Pour le Président de la République, Sergio Mattarella, le choix est cornélien. Le score enregistré par la coalition de droite devrait, sur le papier, le conduire à proposer la composition d’un gouvernement au leader de la Ligue Matteo Salvini. Ce dernier pourrait alors rassembler ses alliés naturels (FI, le parti d’extrême-droite Frères d’Italie et les démocrates-chrétiens de Nous avec l’Italie). En l’absence déjà certaine de majorité absolue, il est possible que le candidat désigné au poste de Président du Conseil des ministres se tourne vers le M5S. Il n’est pas à exclure non plus que le président Mattarella, d’affinité centriste, refuse de confier le prochain gouvernement à l’extrême-droite et choisisse dès lors un représentant de FI, malgré le piètre score de la formation libérale-conservatrice. Silvio Berlusconi étant inéligible, Antonio Tajani, 64 ans, serait alors l’homme de la situation. Autre hypothèse, moins probable : au regard des résultats impressionnants du M5S, Sergio Mattarella pourrait choisir de s’adresser directement à son chef de fil Luigi Di Maio, qui aurait alors la liberté de se chercher des alliés.
« Le contenu de l’accord de gouvernement sera crucial.
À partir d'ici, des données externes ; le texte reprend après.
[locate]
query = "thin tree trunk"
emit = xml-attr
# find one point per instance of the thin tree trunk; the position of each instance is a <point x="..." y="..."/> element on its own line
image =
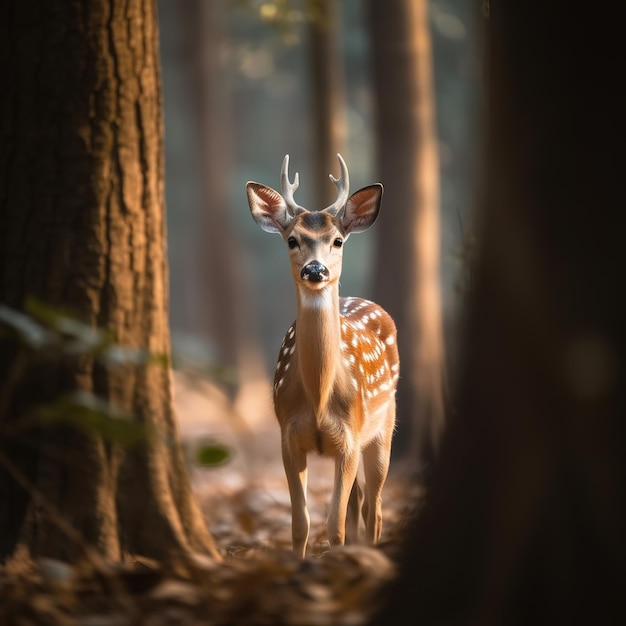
<point x="406" y="270"/>
<point x="226" y="316"/>
<point x="82" y="227"/>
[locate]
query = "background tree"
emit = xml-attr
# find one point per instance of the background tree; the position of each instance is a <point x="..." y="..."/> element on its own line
<point x="406" y="269"/>
<point x="221" y="310"/>
<point x="525" y="514"/>
<point x="327" y="98"/>
<point x="82" y="227"/>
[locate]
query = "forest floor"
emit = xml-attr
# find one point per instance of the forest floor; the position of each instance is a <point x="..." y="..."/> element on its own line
<point x="260" y="581"/>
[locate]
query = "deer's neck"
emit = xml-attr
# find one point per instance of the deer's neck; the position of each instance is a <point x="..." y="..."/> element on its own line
<point x="318" y="343"/>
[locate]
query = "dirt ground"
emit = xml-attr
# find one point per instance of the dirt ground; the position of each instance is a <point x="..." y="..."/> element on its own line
<point x="247" y="504"/>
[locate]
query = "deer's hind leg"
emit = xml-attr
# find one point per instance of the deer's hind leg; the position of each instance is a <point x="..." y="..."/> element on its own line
<point x="376" y="458"/>
<point x="355" y="505"/>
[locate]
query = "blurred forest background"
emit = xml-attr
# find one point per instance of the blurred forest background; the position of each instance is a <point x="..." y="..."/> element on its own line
<point x="238" y="96"/>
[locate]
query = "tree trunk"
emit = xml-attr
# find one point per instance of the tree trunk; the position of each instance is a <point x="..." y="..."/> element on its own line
<point x="327" y="99"/>
<point x="82" y="227"/>
<point x="524" y="521"/>
<point x="226" y="317"/>
<point x="406" y="270"/>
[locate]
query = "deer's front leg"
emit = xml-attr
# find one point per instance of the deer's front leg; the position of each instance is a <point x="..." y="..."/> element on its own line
<point x="346" y="465"/>
<point x="294" y="462"/>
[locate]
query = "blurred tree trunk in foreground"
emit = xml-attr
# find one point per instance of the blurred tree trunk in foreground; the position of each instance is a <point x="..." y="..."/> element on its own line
<point x="82" y="227"/>
<point x="328" y="99"/>
<point x="225" y="312"/>
<point x="524" y="521"/>
<point x="406" y="279"/>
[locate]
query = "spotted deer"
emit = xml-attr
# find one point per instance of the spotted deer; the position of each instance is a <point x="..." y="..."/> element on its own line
<point x="338" y="365"/>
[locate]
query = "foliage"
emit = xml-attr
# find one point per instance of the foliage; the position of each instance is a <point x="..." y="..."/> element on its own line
<point x="50" y="334"/>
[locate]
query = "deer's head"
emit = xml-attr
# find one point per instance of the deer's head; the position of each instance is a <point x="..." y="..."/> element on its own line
<point x="315" y="238"/>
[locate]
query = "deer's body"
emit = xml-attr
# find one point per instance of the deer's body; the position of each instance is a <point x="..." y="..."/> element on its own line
<point x="338" y="366"/>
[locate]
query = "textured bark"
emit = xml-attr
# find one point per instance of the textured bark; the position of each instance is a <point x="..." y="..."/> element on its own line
<point x="524" y="521"/>
<point x="82" y="227"/>
<point x="406" y="270"/>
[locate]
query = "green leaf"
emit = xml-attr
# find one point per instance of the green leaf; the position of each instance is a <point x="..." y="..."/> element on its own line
<point x="213" y="454"/>
<point x="32" y="333"/>
<point x="95" y="416"/>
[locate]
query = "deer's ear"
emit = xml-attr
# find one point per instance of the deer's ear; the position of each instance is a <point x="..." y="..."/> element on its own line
<point x="362" y="208"/>
<point x="268" y="208"/>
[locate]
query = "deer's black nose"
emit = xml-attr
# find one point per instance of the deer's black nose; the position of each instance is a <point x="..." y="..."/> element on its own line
<point x="315" y="272"/>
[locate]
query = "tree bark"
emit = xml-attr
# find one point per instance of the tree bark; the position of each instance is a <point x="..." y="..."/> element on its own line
<point x="525" y="516"/>
<point x="82" y="227"/>
<point x="406" y="270"/>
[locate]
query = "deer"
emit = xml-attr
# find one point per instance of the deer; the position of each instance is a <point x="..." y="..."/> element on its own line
<point x="337" y="370"/>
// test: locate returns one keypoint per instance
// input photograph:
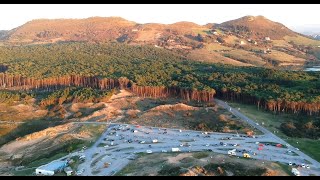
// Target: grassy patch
(272, 122)
(300, 40)
(28, 128)
(309, 146)
(236, 168)
(169, 170)
(200, 155)
(285, 168)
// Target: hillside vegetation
(160, 73)
(252, 39)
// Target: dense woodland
(155, 72)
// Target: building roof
(53, 166)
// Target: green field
(272, 122)
(300, 40)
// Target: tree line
(156, 72)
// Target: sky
(292, 15)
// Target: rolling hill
(247, 41)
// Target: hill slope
(257, 27)
(242, 42)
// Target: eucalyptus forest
(155, 72)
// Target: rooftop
(54, 165)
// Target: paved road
(119, 144)
(264, 130)
(11, 122)
(114, 147)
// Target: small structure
(279, 145)
(175, 149)
(68, 171)
(242, 43)
(295, 171)
(215, 33)
(246, 155)
(51, 168)
(232, 152)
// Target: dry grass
(214, 57)
(300, 40)
(216, 47)
(245, 56)
(283, 57)
(188, 164)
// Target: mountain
(257, 27)
(3, 34)
(247, 41)
(315, 36)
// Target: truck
(175, 149)
(295, 171)
(232, 152)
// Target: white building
(175, 149)
(51, 168)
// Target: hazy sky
(293, 15)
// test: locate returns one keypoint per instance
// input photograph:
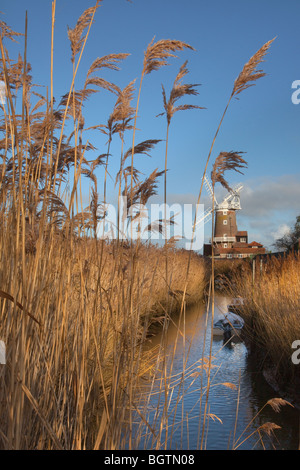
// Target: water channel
(237, 393)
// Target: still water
(237, 393)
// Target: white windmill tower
(225, 228)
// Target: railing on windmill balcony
(223, 239)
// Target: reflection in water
(175, 419)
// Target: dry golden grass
(271, 309)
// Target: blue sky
(264, 123)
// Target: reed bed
(76, 310)
(271, 311)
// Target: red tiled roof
(255, 244)
(240, 250)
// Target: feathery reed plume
(157, 53)
(7, 32)
(110, 62)
(75, 34)
(155, 57)
(250, 73)
(178, 91)
(224, 162)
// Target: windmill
(225, 222)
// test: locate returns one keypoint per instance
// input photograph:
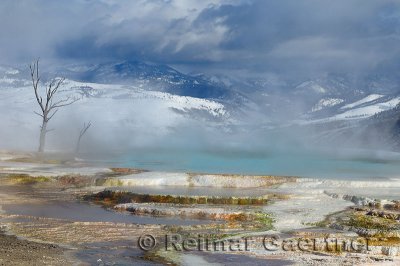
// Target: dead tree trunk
(48, 107)
(81, 133)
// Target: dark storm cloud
(306, 36)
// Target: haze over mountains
(152, 100)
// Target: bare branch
(49, 108)
(38, 114)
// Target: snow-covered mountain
(157, 99)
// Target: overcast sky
(256, 36)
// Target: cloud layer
(258, 36)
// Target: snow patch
(369, 98)
(329, 102)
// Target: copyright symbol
(147, 242)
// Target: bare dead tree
(81, 133)
(48, 106)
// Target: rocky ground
(225, 208)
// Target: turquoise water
(351, 165)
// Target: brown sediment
(108, 197)
(14, 251)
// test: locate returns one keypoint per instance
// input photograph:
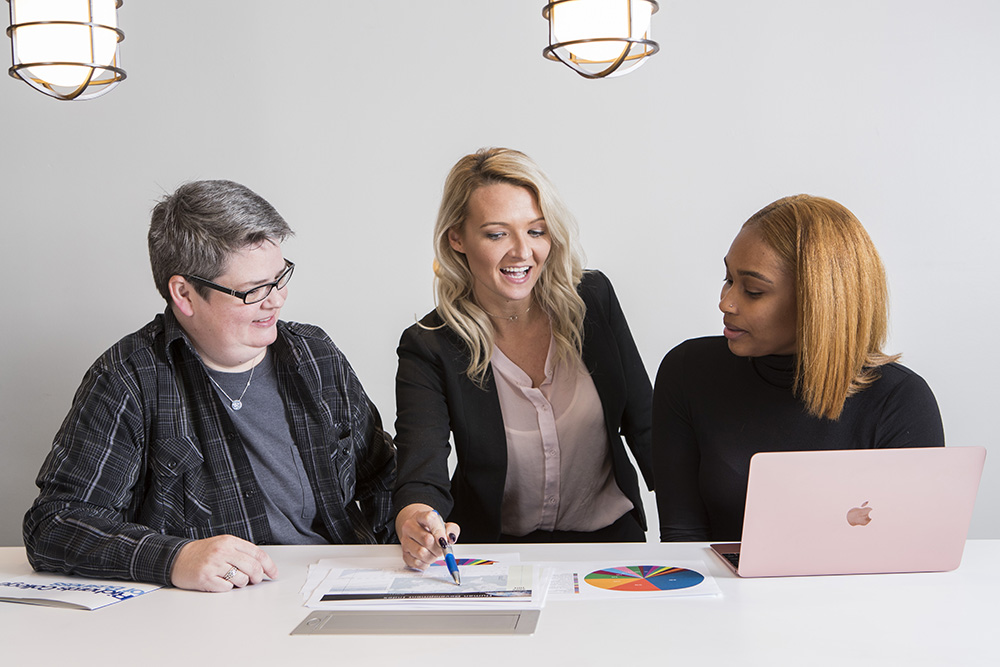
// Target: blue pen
(449, 555)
Malgré la victoire mathématique de la coalition de droite, la balle semble être dans le camp des Cinque Stelle »
Le M5S s’était déclaré pendant la campagne hostile à toute alliance. Assumera-t-il de gâcher la chance historique de gouverner en refusant d’entrer dans la logique des coalitions ? Tout choix représente un risque pour le parti fondé par l’humoriste Beppe Grillo. Un rapprochement avec le PD, et dans une moindre mesure avec FI, signifierait d’entrée de jeu une normalisation que sa posture anti-establishment lui défend en principe. Mais gouverner avec l’extrême-droite (Ligue et/ou Frères d’Italie) ne constitue pas moins un grand danger tant pour le mouvement lui-même – qui ne revendique aucun positionnement droite-gauche – que pour la société italienne dans son ensemble, avec des risques majeurs de débordements xénophobes, et un isolement sur la scène européenne tel que le connaissent la Hongrie et la Pologne. Le contenu de l’accord de gouvernement sera crucial. Malgré la victoire mathématique de la coalition de droite, la balle semble être dans le camp des Cinque Stelle.
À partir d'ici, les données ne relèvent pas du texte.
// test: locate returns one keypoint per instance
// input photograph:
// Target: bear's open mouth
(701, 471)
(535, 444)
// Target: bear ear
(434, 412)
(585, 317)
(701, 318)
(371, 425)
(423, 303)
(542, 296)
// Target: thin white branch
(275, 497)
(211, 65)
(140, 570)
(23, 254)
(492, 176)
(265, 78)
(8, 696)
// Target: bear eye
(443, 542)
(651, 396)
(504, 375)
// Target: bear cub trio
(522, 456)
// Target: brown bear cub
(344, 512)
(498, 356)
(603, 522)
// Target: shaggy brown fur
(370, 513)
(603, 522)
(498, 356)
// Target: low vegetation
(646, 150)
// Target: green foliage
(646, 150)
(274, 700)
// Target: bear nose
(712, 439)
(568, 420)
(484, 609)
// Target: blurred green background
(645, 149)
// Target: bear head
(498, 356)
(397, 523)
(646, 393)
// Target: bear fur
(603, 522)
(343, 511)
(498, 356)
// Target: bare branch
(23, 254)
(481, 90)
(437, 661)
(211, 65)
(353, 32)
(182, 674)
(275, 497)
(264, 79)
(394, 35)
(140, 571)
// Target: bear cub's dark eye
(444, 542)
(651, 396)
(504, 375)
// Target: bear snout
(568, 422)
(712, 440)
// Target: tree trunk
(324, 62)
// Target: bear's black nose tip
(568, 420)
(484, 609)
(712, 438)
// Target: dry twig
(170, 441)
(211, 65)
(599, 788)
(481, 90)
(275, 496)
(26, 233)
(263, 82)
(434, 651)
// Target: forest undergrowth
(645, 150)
À l’issue des négociations, si d’aventure un front anti-européen parvenait à obtenir l’appui d’une majorité au Parlement, reste à savoir si l’Union européenne s’en tiendrait au verdict des urnes et laisserait le gouvernement appliquer son programme. En 2011, Silvio Berlusconi avait été forcé à la démission après une opération de spéculation lancée par les marchés financiers contre des titres de la dette italienne, alors même que l’Italie dégageait des excédents primaires. Une aubaine pour Bruxelles, qui avait pu adouber la nomination, pour succéder au Cavaliere, d’un ancien commissaire européen, le libéral et conciliant Mario Monti[5]. Après la Grèce, plusieurs pays d’Europe centrale et le Royaume-Uni, la démocratie italienne entre à son tour en zone de turbulences… L’Union européenne n’en finit plus de trembler.
Notes :
[1] Les résultats donnés dans cet article sont encore provisoires, susceptibles d’évoluer légèrement avec les derniers dépouillements. Ils sont essentiellement issus du site Internet de La Stampa.
[2] La proportionnelle avec listes nationales (Chambre) ou régionales (Sénat), pondérée par avec une grosse part (37 %) de scrutin majoritaire de circonscription, uninominal à un tour.
[3] À 59 %, les Italiens avaient rejeté le projet qui visait à en finir avec le bicamérisme égalitaire à l’italienne, donc à renforcer le pouvoir exécutif pour faciliter l’adoption de réformes. La campagne avait été largement utilisée par le Mouvement 5 Étoiles pour déstabiliser Matteo Renzi et imposer la thématique de la sortie de l’Euro.
[4] Lire par ex. Jean Matringe, « Errements de la politique migratoire de Bruxelles », Le Monde Diplomatique, mai 2017, p. 2.
[5] Frédéric Farah, Europe, la grande liquidation démocratique, Bréal, 2017, pp. 139-142.